Mchanga Haroub is a senior journalist and Head of Production at Zanzibar Broadcasting Corporation on Pemba Island. She bought a smartphone fifteen years ago and was among the first local journalists to own one. However, Mchanga says she did not realize her smartphone’s true potential until she attended a recent workshop in videography and citizen journalism, organized by Internews’ Boresha Habari (‘Better News’) project.
“I paid a lot of money for my phone, but until this course, I had little idea of how to use it for my work. At last, I see the true potential of its advanced multimedia capabilities; they offer many advantages for busy journalists like me; now I can produce and publish stories, photos, and videos direct from the field, making the news cycle faster and more efficient.”
The Boresha Habari workshop on Pemba Island lasted three days and offered practical training for journalists working in print, broadcasting, and social media. Organized by Internews and combining indoor sessions with field trips, it aimed to equip journalists with the skills and tools they need to improve media content and become more professional. The journalists learned how to use smartphones to take photos, record audio, and shoot/edit videos.
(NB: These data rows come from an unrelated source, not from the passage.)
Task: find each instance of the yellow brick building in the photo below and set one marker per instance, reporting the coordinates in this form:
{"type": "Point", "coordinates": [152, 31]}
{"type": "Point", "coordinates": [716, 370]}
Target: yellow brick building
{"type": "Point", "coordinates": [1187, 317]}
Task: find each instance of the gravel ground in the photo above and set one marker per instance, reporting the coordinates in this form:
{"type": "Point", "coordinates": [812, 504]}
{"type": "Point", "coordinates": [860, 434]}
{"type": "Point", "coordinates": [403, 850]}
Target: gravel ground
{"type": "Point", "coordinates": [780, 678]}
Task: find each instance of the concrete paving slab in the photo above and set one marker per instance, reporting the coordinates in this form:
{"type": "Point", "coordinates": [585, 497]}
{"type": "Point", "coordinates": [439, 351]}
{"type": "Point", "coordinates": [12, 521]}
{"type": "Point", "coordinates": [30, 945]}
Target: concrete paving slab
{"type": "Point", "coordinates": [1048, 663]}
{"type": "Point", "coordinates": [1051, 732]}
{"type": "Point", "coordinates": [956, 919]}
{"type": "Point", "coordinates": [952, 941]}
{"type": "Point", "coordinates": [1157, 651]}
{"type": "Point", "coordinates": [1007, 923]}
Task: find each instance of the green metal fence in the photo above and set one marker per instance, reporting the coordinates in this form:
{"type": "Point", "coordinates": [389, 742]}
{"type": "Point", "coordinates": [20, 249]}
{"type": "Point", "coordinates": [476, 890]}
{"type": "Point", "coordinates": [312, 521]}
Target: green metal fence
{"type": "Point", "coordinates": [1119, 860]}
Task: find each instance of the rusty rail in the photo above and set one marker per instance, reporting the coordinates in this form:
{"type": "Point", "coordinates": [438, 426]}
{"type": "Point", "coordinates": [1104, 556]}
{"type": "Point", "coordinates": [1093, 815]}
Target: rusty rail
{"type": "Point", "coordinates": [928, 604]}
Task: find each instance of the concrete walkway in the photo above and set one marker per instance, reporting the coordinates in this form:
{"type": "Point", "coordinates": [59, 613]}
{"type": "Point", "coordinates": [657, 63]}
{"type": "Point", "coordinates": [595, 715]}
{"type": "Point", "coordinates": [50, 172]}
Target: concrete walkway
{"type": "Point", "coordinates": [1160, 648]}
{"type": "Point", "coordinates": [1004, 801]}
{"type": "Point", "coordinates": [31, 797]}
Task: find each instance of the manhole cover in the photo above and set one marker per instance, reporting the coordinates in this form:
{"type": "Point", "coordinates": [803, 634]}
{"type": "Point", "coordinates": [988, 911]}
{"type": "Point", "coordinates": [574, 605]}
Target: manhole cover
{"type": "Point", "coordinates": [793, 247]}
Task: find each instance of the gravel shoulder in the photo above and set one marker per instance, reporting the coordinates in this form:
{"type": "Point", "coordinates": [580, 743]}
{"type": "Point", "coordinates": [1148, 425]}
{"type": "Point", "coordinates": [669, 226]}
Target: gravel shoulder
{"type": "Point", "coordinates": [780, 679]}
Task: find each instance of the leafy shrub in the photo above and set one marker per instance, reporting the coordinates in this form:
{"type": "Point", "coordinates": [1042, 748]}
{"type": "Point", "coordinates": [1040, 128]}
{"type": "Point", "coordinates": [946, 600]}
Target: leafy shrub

Fatma Hamad of Swahiba FM says the training has opened her eyes. “Really, it was amazing, I had no idea that we could gather and produce such wonderful content on just a smartphone. Lack of equipment can no longer be anyone’s excuse, right?”
But while smartphones are increasingly part of the news cycle and offer hope to even less experienced journalists, new laws such as the Media Service Act (2016) mean their future careers may not be easy. According to those who attended the Internews training, most journalists in Pemba cannot even start a blog anymore, because the new registration rules make it too expensive and cumbersome, which means, as one journalist said, “Instead, our social media is now dominated by wedding photos.”
The Electronic and Postal Communications (online content) Regulations published earlier this year, gives Tanzania Communications Regulatory Authority (TCRA) the power to regulate online content by keeping a register of all bloggers, online forums, online radio and TV outlets. Failure to observe the regulations is punished with fines of TZS 5 million ($2000), a minimum of 12 months in jail or both.
Despite this, Internews trainer Amini Suwed says that acquiring knowledge liberates journalists, as well as challenging them to work harder.
“When journalists learn how to use a smartphone to produce news, they also learn that the public has as an insatiable appetite for news – this challenges their professional ability to capture video, photos, sound and to transmit the next story, to the world, in seconds.”
Senior journalist Haji Nassor Mohd, who runs the Pemba Today web site agrees. “This training helps us to engage and be far more productive than ever before.”